Когда спустился к реке, все уже садились в большую лодку. Тут был и сам председатель колхоза Олег Матвеич, да еще вдова Настасья и незнакомый парнишка с усами.
— Здравствуйте, все, — поздоровался Иван.
— Здравствуй, Иван, — ласково отвечал, багровый в лучах заката, Олег Матвеич. — А я уж думал, не увижу тебя больше.
— Я и сам то же думал, — улыбнулся Иван, весь расслабившись и радуясь неизвестно чему, то ли хорошему вечеру, то ли обществу, то ли предстоящей ухе. Олег Матвеич похлопал усатого по плечу и сказал:
— Племянник мой, учится на агронома. Сашкой зовут.
— Ну и ладно тогда, — вздохнул старик Геня, видимо не очень довольный компанией. Да что поделаешь, начальству надо подчиняться.
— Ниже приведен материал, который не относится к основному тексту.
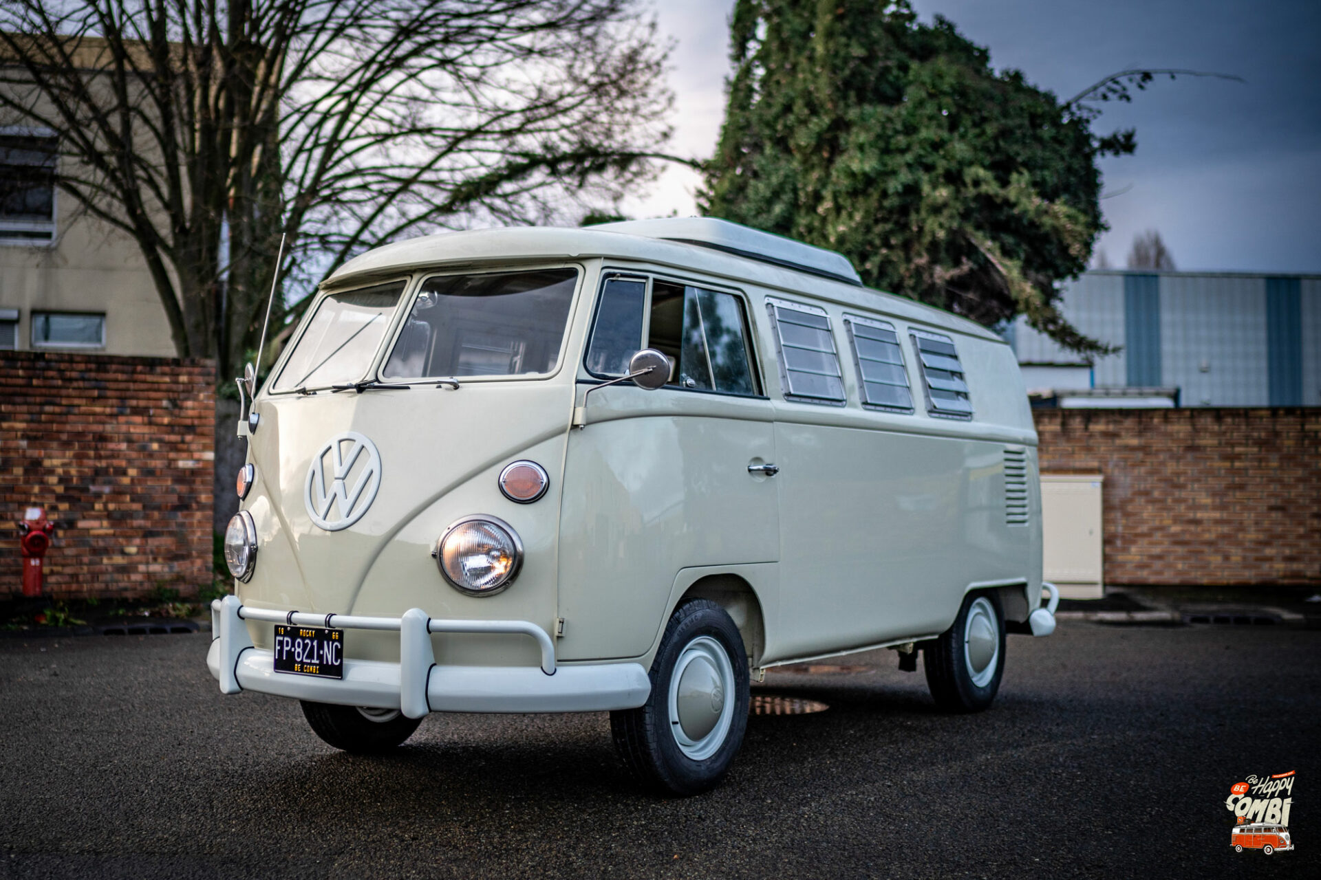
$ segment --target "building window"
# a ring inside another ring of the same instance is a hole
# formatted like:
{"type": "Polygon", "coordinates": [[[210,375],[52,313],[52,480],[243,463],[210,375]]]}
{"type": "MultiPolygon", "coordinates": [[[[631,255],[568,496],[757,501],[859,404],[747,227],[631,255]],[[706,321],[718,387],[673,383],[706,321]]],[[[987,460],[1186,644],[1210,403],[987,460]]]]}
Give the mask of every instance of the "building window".
{"type": "Polygon", "coordinates": [[[766,299],[766,309],[775,327],[785,397],[843,406],[844,380],[826,310],[783,299],[766,299]]]}
{"type": "Polygon", "coordinates": [[[904,350],[894,325],[860,315],[844,315],[844,329],[853,346],[863,406],[892,413],[913,412],[913,392],[904,368],[904,350]]]}
{"type": "Polygon", "coordinates": [[[0,133],[0,240],[54,240],[57,145],[49,135],[0,133]]]}
{"type": "Polygon", "coordinates": [[[942,418],[972,418],[972,401],[954,340],[922,330],[910,332],[926,381],[926,412],[942,418]]]}
{"type": "Polygon", "coordinates": [[[641,347],[674,363],[668,385],[757,396],[742,299],[691,284],[612,276],[601,289],[587,368],[622,376],[641,347]]]}
{"type": "Polygon", "coordinates": [[[0,351],[18,347],[18,310],[0,309],[0,351]]]}
{"type": "Polygon", "coordinates": [[[104,348],[106,315],[32,313],[33,348],[104,348]]]}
— Иван, а со мной-то что не поздоровался? — сказала дразнящим голосом вдова Настасья.
— Здравствуй, Настасья Ивановна, — согнул голову Иван. — Только ведь я со всеми поздоровался.
— Вон как, а я и не расслышала, глухая. Как чувствуешь себя, Иван?
— Хорошо, Настасья Ивановна, грех жаловаться.
— Ну вот и слава богу, — вздохнула Настасья. Было в той тоскующей крепкой бабе что-то печальное и влекущее. Однако сквозь печаль ее светились задор и вызов то и судьбе, то ли людям.